Below is a picture of the actual photo that I sent to the model.
The model returns a prediction in JSON format that looks like the following.
{
"predictions": [
{
"label": "Eskimo_dog",
"probability": 0.5135327577590942
},
{
"label": "Siberian_husky",
"probability": 0.35967519879341125
},
{
"label": "malamute",
"probability": 0.10648568719625473
},
{
"label": "collie",
"probability": 0.004213731735944748
},
{
"label": "timber_wolf",
"probability": 0.003469904651865363
}
],
"success": true
}
It looks like the model did pretty well predicting the breed of the dog.
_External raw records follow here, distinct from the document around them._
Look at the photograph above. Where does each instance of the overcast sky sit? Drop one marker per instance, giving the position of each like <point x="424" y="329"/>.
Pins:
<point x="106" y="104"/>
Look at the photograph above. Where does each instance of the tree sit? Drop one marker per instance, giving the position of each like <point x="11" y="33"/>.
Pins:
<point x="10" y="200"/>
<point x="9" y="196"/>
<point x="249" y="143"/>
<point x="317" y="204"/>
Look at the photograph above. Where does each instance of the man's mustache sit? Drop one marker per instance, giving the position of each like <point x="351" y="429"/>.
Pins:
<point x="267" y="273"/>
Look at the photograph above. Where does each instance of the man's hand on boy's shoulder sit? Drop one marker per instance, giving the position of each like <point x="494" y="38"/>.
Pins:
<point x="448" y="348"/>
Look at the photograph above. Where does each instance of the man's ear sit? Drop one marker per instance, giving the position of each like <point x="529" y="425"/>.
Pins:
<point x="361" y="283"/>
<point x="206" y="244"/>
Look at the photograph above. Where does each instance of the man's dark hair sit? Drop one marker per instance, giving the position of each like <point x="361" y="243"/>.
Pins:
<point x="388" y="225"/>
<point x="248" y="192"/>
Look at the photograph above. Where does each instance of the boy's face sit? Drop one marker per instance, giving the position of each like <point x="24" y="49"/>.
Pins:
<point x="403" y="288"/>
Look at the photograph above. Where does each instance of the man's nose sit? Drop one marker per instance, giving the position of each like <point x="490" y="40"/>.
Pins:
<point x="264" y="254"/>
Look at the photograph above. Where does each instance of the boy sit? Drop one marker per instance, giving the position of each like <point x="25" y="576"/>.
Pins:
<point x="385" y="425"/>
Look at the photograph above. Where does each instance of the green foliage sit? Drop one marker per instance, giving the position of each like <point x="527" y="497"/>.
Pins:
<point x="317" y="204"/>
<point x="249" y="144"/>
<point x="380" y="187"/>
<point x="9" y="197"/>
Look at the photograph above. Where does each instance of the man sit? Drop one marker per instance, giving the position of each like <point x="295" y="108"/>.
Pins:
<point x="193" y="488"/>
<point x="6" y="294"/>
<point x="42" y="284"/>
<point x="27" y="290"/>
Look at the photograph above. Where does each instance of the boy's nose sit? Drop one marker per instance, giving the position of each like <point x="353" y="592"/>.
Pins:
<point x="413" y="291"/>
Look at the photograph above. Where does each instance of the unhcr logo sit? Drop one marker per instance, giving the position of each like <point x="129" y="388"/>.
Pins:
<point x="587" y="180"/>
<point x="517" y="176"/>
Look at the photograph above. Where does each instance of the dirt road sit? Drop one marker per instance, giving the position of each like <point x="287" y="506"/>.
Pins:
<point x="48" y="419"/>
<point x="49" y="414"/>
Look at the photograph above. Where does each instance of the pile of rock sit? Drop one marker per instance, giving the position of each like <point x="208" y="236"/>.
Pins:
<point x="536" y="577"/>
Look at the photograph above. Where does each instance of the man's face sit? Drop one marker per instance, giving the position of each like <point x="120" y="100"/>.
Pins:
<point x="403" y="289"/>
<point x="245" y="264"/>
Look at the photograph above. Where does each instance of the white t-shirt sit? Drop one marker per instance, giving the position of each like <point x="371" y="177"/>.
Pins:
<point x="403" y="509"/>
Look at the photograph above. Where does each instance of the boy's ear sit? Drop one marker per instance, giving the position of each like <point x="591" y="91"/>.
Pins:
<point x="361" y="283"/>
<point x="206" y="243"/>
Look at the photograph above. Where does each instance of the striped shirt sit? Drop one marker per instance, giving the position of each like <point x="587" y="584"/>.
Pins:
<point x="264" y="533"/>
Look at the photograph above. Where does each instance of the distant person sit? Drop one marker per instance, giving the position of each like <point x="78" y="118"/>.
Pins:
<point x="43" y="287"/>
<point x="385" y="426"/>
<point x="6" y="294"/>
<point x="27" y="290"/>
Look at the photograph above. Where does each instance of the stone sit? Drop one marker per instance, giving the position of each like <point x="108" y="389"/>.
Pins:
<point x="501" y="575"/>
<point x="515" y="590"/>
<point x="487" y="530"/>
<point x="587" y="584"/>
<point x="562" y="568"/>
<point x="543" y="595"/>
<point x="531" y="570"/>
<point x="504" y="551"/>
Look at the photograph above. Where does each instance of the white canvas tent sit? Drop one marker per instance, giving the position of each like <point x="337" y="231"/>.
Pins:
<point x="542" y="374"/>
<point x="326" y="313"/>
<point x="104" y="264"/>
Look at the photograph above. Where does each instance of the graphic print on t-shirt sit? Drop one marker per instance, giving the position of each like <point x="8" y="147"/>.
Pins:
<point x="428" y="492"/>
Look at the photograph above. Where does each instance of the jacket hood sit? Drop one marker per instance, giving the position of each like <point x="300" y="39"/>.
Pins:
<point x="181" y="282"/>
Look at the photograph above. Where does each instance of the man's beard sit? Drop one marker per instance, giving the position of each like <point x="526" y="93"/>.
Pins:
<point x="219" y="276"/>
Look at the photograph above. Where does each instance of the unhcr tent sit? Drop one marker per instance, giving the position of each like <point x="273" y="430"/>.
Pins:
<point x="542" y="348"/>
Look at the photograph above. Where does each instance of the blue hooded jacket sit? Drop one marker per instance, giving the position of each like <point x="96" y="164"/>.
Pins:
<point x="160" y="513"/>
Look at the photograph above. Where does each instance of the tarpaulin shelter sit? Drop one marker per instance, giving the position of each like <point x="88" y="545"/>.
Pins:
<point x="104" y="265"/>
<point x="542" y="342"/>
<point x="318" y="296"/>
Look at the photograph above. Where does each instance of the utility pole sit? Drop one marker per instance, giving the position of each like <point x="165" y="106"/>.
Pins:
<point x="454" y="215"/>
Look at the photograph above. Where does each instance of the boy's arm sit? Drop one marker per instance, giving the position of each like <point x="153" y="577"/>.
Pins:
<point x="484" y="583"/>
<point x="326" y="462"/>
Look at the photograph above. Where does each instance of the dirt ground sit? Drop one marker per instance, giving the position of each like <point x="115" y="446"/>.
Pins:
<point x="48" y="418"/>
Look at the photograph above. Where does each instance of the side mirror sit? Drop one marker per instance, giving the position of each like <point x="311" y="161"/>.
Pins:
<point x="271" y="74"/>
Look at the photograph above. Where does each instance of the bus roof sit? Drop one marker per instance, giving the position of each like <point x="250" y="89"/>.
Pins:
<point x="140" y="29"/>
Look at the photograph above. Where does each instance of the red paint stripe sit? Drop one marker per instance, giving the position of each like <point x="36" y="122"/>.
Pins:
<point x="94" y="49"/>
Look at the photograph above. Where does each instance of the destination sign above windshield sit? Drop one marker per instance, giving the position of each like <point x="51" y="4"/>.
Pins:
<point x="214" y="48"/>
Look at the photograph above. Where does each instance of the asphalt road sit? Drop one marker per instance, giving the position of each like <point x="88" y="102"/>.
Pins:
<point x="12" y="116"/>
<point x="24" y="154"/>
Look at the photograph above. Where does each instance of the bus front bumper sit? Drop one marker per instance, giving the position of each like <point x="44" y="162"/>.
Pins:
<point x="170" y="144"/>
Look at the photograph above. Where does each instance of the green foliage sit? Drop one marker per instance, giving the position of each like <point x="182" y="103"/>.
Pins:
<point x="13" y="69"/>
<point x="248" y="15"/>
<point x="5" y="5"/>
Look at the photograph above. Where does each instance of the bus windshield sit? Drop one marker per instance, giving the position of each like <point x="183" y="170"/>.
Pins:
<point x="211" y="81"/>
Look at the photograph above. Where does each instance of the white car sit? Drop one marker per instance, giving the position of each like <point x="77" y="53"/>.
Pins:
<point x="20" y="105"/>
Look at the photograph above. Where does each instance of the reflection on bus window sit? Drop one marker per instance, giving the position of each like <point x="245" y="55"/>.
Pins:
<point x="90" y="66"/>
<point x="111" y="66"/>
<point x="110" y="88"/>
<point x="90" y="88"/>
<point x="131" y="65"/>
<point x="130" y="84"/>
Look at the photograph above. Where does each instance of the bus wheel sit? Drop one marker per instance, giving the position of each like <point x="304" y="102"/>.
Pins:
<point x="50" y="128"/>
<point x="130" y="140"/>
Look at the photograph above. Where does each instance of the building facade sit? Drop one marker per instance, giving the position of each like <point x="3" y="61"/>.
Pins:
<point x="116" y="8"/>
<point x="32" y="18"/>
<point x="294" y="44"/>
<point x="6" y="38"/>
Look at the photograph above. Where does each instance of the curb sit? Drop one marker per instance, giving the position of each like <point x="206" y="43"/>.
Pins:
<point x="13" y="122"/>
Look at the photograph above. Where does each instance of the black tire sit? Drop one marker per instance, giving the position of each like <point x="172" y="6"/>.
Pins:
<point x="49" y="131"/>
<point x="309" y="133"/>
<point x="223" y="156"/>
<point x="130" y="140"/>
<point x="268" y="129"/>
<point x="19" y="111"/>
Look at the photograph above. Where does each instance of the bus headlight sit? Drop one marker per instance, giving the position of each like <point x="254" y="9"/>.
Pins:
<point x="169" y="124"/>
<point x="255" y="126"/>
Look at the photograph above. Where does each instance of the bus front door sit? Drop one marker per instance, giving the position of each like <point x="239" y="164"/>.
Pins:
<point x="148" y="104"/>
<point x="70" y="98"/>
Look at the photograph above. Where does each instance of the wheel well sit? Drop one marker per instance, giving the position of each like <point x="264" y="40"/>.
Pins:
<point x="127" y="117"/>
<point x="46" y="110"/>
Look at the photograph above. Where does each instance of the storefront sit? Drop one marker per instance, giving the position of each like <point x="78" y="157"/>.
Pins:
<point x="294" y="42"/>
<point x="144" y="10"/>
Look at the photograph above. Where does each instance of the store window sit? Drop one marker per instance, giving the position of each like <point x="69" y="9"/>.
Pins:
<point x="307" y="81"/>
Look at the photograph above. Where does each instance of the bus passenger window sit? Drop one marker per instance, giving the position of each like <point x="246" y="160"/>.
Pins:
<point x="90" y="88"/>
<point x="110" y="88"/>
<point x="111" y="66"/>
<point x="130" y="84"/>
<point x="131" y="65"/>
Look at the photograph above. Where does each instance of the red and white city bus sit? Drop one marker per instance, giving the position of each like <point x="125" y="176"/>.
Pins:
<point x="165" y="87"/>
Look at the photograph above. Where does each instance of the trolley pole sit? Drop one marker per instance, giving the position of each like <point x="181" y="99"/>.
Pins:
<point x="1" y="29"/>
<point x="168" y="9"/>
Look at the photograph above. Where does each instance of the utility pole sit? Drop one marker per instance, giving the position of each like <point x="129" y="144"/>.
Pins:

ResNet can detect a wide range of objects and breeds so feel free to experiment with other images.
Recap
The purpose of this brief tutorial was to give an overview of the ResNet architecture and how a pre-trained model can easily be packaged up as a usable API. I’m planning to deploy this model to a kubernetes cluster on the Digital Ocean platform as a future state so that anyone could hit the endpoint (wouldn’t have to be run locally).
References
[1] Géron Aurélien. (2019). Hands-on machine learning with Scikit-Learn, Keras, and TensorFlow: concepts, tools, and techniques to build intelligent systems. Sebastopol, CA: OReilly Media, Inc.